Non-dental and non-infective facial pain is not common in children. However, it is masked in the younger child by their difficulty in understanding what and where the problem lies. Most often non-specific pain in a young child is attributed to teething or earache where caries cannot be blamed for the discomfort. However, TMD pain is not unusual to see in a paediatric oral medicine clinic and also in the community. This is diagnosed in much the same way as in an adult, with an awareness of the possibility of TMD and looking at the big picture of the child's life and the pattern of their pain. Chronic relapsing and remitting 'toothache' in the absence of a dental or otological cause must raise suspicion and evidence for parafunctional clenching (Fig. 5), and limitation of mouth opening or meniscal symptoms makes TMD highly probable.
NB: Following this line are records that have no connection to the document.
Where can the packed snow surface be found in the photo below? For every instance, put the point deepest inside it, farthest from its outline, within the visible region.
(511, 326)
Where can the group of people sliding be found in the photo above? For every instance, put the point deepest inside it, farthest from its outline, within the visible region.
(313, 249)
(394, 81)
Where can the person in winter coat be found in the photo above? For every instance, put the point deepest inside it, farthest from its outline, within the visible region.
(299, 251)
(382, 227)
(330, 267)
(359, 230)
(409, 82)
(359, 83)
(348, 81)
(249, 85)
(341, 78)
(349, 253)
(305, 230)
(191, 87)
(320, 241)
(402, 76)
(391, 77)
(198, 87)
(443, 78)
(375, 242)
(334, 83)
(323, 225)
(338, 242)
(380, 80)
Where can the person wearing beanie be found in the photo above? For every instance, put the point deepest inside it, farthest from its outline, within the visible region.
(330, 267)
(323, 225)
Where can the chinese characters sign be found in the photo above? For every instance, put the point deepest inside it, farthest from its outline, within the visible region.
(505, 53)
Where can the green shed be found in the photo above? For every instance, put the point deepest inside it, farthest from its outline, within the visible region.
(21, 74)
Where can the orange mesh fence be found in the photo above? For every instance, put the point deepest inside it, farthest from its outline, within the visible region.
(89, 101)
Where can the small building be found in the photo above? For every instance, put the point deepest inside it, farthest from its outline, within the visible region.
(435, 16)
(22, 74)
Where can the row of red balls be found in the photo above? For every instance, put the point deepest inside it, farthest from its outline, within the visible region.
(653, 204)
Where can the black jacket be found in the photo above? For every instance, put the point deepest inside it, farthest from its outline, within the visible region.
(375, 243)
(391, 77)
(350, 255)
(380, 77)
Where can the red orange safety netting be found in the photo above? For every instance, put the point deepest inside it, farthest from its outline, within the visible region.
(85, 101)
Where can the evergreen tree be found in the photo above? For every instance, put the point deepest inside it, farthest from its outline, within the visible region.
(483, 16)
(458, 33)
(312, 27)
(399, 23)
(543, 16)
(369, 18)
The aetiology is similar to that in adults, with anxiety being the key factor in most children. Occasionally, the occlusal disruption from orthodontic treatment or an orthodontic appliance can exacerbate previously mild symptoms. Anxiety in the younger child may be from problems at school or home, or sometimes illness in a pet or a family member. It is important not only to make the diagnosis, but also identify the underlying worry both to reassure the child and to engage the rest of the family as support.

Figure 5
figure 5

Tongue edge crenulation from parafunctional clenching

Management with reassurance, advice regarding use of a soft diet and avoiding habits such as nail biting together with splint therapy is usually enough. Occasionally, psychological intervention or anxiolytic medication may be used, but this should only be initiated by an appropriately experienced clinician.

Conclusions

Oral medicine conditions in children have a variety of presentations. These may be similar to the equivalent problem in the adult, but the approach to management can be very different. The dentist and oral medicine specialist must be aware of the full range of conditions, presentations and management options to fully serve the needs of the child with these issues.